Raphaël Enthoven : le bel enfant

Le Vif

Une personnalité dévoile ses oeuvres d’art préférées. Celles qui, à ses yeux, n’ont pas de prix. Elles révèlent aussi des pans inédits de son parcours, de son caractère et de son intimité. Cette semaine : Raphaël Enthoven, philosophe. Qui refuse qu’on le qualifie comme tel.

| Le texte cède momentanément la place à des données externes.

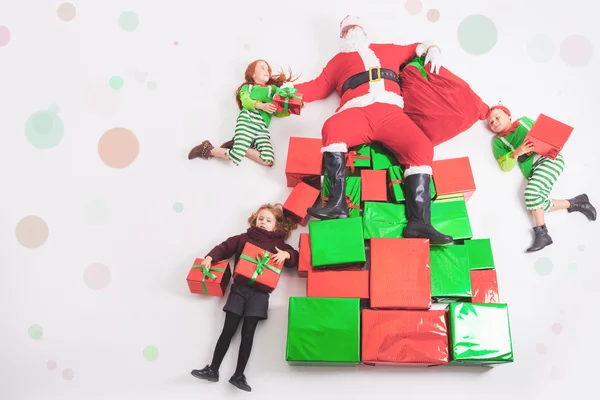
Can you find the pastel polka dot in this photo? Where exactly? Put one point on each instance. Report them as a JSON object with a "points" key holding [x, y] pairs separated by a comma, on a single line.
{"points": [[32, 232], [66, 12], [128, 21], [544, 266], [44, 129], [4, 36], [96, 276], [118, 148], [540, 48], [36, 332], [150, 353], [477, 34], [413, 6], [576, 51]]}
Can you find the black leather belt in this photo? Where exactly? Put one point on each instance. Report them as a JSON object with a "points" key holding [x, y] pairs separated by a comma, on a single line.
{"points": [[372, 75]]}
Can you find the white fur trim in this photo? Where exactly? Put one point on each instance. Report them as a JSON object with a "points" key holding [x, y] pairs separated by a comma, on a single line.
{"points": [[335, 148], [419, 169]]}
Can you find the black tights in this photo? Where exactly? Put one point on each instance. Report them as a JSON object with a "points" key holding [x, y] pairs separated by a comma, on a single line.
{"points": [[229, 328]]}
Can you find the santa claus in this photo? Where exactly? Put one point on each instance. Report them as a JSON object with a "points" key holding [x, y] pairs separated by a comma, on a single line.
{"points": [[365, 75]]}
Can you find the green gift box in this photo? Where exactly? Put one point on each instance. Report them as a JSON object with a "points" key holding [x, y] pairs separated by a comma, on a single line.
{"points": [[450, 273], [480, 334], [383, 220], [352, 194], [323, 331], [337, 243], [480, 254], [396, 184]]}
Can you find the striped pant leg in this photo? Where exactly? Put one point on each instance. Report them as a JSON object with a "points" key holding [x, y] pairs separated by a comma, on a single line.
{"points": [[544, 176]]}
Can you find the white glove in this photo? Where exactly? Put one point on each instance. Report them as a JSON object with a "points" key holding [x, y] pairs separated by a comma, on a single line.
{"points": [[434, 55]]}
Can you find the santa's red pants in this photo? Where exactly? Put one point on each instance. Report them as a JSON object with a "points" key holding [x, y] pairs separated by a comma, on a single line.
{"points": [[384, 123]]}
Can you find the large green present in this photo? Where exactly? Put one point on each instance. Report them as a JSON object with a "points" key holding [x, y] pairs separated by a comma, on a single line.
{"points": [[450, 273], [337, 243], [480, 334], [352, 194], [323, 330], [383, 220], [480, 253], [396, 184]]}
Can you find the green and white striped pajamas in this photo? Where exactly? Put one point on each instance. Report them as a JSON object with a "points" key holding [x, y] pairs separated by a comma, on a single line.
{"points": [[544, 175]]}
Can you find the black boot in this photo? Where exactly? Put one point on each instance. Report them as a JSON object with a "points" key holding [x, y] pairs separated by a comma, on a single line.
{"points": [[206, 373], [582, 204], [541, 240], [335, 168], [239, 381], [418, 210]]}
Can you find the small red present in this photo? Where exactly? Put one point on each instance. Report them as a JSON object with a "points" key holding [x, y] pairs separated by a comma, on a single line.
{"points": [[304, 161], [484, 286], [452, 177], [302, 197], [549, 136], [374, 185], [255, 268], [209, 282]]}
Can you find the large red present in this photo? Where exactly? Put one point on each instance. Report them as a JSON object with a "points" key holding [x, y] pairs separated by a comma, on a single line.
{"points": [[210, 282], [452, 177], [302, 197], [257, 269], [400, 273], [484, 286], [347, 284], [404, 337], [304, 161], [548, 136]]}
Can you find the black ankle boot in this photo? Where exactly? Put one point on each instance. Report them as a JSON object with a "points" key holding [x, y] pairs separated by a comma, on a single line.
{"points": [[541, 240], [418, 210], [206, 373], [239, 381], [335, 168], [582, 204]]}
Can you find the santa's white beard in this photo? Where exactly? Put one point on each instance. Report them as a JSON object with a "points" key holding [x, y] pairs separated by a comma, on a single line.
{"points": [[355, 39]]}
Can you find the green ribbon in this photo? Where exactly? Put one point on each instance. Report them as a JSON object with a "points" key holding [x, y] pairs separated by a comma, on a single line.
{"points": [[206, 272], [261, 264]]}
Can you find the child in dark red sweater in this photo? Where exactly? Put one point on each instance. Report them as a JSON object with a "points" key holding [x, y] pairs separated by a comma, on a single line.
{"points": [[268, 230]]}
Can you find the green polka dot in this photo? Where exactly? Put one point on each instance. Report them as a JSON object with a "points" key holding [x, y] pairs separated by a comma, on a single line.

« Quand un philosophe me répond, je ne comprends plus ma question. » N’en déplaise à Desproges, avec Raphaël Enthoven, on comprend même les réponses. Philosophe – « Ah non, prof de philo ! Ce n’est pas à moi de m’introniser « philosophe » », interrompt-il de son air humble et grave -, bon, d’accord, prof de philo alors, au parcours brillant et classique (khâgne, hypokhâgne, normale sup. et l’agrégation), il a enseigné à l’université (polytech, sciences po et populaire). Aujourd’hui, il donne cours à des élèves du secondaire, à Paris. Auteur d’une dizaine de livres et de centaines de chroniques dans la presse, à la radio (France Inter et France Culture) et à la télé (Arte), il officie désormais tous les matins sur Europe 1 avec La morale de l’info. Une petite séquence bien dense qui, loin de la « philo du petit-déj. », offre un autre écho à l’actualité.

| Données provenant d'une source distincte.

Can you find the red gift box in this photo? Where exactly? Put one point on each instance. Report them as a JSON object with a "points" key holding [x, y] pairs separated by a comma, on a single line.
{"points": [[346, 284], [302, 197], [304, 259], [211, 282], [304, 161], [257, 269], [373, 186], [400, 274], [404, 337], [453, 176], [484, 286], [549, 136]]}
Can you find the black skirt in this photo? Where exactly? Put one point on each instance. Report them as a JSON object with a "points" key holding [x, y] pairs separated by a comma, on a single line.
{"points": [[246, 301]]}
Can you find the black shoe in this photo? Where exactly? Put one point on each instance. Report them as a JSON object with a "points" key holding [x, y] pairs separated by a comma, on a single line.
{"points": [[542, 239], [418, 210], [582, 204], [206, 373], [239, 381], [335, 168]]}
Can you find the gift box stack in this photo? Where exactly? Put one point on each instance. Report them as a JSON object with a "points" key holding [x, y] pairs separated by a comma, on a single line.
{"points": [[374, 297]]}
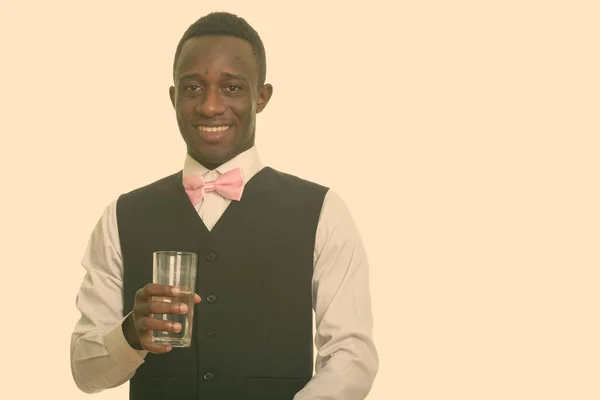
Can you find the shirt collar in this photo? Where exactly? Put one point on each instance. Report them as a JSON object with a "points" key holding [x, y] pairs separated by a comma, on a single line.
{"points": [[248, 161]]}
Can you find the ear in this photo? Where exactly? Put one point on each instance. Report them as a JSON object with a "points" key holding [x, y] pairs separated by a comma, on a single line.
{"points": [[264, 95], [172, 95]]}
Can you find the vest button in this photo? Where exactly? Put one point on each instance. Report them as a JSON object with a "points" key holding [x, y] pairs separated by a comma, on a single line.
{"points": [[211, 298]]}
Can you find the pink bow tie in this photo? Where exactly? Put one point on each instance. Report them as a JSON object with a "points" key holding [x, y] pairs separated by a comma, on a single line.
{"points": [[229, 185]]}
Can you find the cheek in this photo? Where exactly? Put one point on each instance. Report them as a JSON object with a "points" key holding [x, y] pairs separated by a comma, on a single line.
{"points": [[186, 107]]}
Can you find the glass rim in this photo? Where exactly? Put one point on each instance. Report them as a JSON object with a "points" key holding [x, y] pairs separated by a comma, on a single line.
{"points": [[173, 252]]}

Tout de noir vêtu et accompagné de son chat, Doxa, il reçoit dans sa petite maison du XIVe arrondissement. Un peu surpris – il n’a pas vu l’heure passer – il disparaît enfiler ses chaussettes. Les murs sont dévorés par les livres, les films d’auteur et des coffrets de grands compositeurs. Sur la table, un paquet de tabac. Pas de doute, vous êtes chez un intellectuel français, un vrai ! Raphaël Enthoven est donc à la fois un vieil enfant et un jeune adulte (40 ans). Habité depuis toujours par la philo, au point que son père (Jean-Paul, écrivain et éditeur) lui prédit, gamin, qu’il sera philosophe : « J’ai vécu ça comme un constat plus que comme une demande de sa part. Je me suis donc incliné et je m’en félicite toujours. Je l’ai d’autant moins regretté qu’en faisant de la philo, j’ai découvert, grâce à Spinoza, que lorsqu’on a des regrets, on est malheureux deux fois », sourit-il en inclinant la tête.

Mais, qu’est-ce que la philosophie aujourd’hui ? « Huum. Je ne saurais le dire. Je pourrais répondre de mille et une manières sans qu’aucune des réponses ne me semble satisfaisante. » On insiste un peu, et il concède : « Bon, je pourrais dire que la pratique de la philo permet d’accorder la même importance à ce qui semble important et à ce qui ne l’est pas. Et son effet est sa capacité de regarder les choses, indépendamment du besoin ou de l’importance qu’on leur donne. Plus qu’un « dépassionalisant » des choses, c’est un exhausteur de goût ! » Raphaël Enthoven a le verbe beau et une impressionnante mécanique intellectuelle dont chaque étape vous fait grimper dix étages.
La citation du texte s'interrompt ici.